The rule limiting new heads to fit within the previous casting was done to reduce costs, according to Griffiths.

"It does limit the scope of what you can do but it was done with cost as one of the driving forces when we laid out the regulation," he explained. "Between IndyCar, Honda and Chevy, we looked at what's the sensible way to go. Was it all new cylinder heads where you could have completely free reign over everything? That would involve new castings – which means new tooling, which is pretty expensive. You're talking about hundreds of thousands of dollars for the tooling. What we tried to do was give ourselves the flexibility to work within what we had.

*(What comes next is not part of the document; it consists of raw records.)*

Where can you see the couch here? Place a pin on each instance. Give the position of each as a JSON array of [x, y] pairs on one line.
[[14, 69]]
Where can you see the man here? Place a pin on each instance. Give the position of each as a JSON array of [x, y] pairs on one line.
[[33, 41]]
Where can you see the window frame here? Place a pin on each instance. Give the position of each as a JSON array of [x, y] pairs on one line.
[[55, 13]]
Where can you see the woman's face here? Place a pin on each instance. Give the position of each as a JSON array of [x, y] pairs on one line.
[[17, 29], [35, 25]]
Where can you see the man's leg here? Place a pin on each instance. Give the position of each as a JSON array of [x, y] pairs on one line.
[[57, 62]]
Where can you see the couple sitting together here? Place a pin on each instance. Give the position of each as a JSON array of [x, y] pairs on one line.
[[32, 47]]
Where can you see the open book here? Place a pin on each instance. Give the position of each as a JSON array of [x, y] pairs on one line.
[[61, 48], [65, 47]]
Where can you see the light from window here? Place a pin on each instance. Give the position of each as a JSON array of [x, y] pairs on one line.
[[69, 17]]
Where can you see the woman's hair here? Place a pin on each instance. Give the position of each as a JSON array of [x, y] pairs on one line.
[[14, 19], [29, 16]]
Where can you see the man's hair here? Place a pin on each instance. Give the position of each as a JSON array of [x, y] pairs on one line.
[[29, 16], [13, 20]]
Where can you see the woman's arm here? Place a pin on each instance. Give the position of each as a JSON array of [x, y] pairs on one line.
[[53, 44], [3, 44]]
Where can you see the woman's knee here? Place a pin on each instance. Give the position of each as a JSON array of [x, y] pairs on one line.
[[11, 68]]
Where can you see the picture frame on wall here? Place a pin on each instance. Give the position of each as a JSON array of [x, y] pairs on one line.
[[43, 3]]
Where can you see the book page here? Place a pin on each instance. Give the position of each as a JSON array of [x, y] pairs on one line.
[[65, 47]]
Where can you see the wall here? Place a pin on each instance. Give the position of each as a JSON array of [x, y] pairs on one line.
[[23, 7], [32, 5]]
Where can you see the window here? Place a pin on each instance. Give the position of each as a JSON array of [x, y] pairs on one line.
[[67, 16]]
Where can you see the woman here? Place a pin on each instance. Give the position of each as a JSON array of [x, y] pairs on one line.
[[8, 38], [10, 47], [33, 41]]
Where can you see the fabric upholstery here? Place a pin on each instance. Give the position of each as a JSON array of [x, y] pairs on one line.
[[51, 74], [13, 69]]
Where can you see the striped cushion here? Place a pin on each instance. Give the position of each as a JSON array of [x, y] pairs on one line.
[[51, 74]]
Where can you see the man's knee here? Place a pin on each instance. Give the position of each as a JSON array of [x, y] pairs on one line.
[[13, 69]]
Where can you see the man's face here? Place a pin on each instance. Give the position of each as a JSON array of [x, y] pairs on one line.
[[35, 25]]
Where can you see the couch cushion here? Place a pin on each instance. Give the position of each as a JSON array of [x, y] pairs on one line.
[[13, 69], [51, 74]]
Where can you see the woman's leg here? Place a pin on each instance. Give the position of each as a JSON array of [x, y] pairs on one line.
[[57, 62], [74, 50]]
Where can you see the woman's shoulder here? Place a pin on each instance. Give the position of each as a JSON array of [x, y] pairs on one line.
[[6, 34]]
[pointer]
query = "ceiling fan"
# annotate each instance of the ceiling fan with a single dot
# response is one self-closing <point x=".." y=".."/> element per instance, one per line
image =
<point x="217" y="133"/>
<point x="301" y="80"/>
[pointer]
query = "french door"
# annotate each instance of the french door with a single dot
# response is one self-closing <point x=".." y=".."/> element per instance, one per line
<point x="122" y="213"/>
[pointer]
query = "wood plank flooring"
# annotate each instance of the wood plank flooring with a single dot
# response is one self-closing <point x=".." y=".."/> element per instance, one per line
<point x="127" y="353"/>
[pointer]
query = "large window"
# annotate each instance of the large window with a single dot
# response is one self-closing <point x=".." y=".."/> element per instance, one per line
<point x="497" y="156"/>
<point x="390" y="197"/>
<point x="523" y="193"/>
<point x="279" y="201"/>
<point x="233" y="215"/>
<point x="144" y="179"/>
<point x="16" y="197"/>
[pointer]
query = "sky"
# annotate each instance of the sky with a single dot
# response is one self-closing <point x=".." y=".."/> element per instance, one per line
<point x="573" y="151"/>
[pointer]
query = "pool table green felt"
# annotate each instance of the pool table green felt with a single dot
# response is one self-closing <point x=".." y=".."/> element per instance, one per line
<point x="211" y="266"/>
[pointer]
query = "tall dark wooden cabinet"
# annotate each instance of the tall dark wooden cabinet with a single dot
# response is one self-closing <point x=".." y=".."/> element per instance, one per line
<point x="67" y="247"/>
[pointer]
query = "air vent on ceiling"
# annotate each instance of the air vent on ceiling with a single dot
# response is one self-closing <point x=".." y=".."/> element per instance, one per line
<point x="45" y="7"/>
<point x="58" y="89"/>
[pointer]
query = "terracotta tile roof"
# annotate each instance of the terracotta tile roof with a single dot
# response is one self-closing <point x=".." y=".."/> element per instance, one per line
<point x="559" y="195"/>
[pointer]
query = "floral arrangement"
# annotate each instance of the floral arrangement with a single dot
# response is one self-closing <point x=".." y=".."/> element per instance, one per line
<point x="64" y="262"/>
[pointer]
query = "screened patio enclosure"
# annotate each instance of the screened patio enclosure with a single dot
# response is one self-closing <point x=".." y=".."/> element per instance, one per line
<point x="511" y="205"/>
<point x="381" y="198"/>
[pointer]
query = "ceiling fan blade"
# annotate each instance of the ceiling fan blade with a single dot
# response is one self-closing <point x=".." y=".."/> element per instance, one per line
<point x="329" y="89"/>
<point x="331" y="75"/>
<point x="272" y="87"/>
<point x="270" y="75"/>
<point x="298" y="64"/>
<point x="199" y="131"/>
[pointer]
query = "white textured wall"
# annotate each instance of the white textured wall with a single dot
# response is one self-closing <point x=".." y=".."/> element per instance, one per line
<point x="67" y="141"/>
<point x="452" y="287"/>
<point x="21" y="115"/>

"When you designed the original casting, you left that amount of material in there for future improvement, you have to get the balance right between not creating a cylinder head that's monstrously large so you can change the port shape, you've got a water jacket in there so you have to respect that, that kind of thing. You give yourself a little bit of latitude but you also have to remember that you don't make something that's bigger than necessary. So it was trying to find the right balance between giving yourselves opportunity to play around with the combustion chamber and things like that versus trying to keep the development cost under control." More at Racer.com

03/10/14 IndyCar has made it clear that they want the Indy 500 qualifying record broken by the 100th running of the race.  That means more HP and the best way to get more HP is more turbo boost or bigger turbochargers, or both.

Ilmor Engineering Chevy IndyCar program director Wayne Bennett told RACER, the spec Borg Warner turbos offer increased performance where it's needed.

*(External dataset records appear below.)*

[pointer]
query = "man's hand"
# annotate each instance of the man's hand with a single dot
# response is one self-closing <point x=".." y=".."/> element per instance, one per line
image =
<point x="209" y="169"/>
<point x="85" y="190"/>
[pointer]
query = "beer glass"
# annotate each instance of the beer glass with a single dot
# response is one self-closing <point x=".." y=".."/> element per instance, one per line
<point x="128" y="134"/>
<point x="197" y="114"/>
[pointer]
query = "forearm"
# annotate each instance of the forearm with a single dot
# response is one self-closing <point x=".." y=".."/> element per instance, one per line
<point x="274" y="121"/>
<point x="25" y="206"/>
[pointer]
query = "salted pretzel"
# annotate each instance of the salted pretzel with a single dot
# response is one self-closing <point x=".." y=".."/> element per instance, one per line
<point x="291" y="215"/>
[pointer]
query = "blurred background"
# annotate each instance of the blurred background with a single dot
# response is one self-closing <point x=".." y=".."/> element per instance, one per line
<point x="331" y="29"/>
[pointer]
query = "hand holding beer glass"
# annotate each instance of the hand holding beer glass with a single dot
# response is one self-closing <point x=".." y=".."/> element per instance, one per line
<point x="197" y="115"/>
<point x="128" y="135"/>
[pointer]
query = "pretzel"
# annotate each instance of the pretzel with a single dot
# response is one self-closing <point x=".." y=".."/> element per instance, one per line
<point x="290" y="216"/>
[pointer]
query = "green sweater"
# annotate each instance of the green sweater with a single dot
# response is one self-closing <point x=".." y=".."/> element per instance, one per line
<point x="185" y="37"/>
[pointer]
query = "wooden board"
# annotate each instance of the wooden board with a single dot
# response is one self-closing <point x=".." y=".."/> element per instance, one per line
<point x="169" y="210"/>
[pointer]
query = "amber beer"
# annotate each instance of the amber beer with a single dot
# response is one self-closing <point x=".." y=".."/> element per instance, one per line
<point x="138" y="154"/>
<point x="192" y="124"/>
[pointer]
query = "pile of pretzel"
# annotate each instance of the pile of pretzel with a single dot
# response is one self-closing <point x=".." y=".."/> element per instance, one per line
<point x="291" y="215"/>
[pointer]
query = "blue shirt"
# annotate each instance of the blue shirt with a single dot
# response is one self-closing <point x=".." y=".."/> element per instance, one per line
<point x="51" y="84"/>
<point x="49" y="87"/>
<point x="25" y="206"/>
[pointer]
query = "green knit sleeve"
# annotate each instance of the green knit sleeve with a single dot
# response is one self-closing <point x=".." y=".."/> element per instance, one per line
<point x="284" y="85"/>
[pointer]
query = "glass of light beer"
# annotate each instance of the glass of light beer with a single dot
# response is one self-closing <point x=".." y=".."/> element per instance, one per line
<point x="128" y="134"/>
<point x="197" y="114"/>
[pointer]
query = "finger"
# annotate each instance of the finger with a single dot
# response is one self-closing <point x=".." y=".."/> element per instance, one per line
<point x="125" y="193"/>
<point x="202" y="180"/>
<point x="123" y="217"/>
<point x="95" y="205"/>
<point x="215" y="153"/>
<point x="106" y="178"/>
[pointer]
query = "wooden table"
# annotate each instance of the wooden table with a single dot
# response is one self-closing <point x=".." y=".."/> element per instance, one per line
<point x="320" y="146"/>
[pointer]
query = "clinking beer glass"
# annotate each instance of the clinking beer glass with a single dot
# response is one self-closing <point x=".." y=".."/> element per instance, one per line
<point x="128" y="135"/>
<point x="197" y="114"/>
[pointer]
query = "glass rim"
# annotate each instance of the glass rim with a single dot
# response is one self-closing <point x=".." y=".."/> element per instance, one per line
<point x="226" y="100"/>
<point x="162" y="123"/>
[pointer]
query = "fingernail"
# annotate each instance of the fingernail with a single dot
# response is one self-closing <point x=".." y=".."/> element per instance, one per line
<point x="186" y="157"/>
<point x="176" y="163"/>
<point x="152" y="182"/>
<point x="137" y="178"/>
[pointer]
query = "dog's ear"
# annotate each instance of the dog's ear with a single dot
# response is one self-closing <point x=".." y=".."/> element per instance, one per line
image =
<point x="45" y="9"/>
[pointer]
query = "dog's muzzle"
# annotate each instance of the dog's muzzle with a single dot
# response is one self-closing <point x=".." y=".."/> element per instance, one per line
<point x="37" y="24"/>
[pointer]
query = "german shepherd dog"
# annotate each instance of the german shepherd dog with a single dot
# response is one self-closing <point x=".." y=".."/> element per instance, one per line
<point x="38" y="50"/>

"Being slightly bigger, it is more efficient, and it's mostly at the top end," he said. "What that will do is help the turbo to not work quite as hard at higher RPM to make boost, and that will keep the air temperature down and increase performance that way. The only other change we saw was slightly worse [throttle] response."

Honda Performance Development technical director Roger Griffiths told RACER, "The general reason for it was a while ago, when the topic of twin-turbo versus single-turbo came up, we debated merits of each, and asked Borg Warner what they had that was a better match for our engines," he said. "What we were using were off-the-shelf items, and whilst they worked quite well, we'd hoped they had come up with something newer since we brought these engines out in 2012 that worked throughout the entire power band.

"They presented a variety of choices for us, and the best one was a bigger turbo that offered some improvement in the efficiency, but it's subtle and comes from aerodynamic changes to the turbine wheel. So we said that if we were going to be forced to go from our single to the twin, we said we wanted to do it with turbos that pulled hard all the way to the redline. It meant some sacrifice down low, but it's small. I was also looking at where we're going in the future, and if we're asked to make more boost, I wanted a solution that gave us some headroom."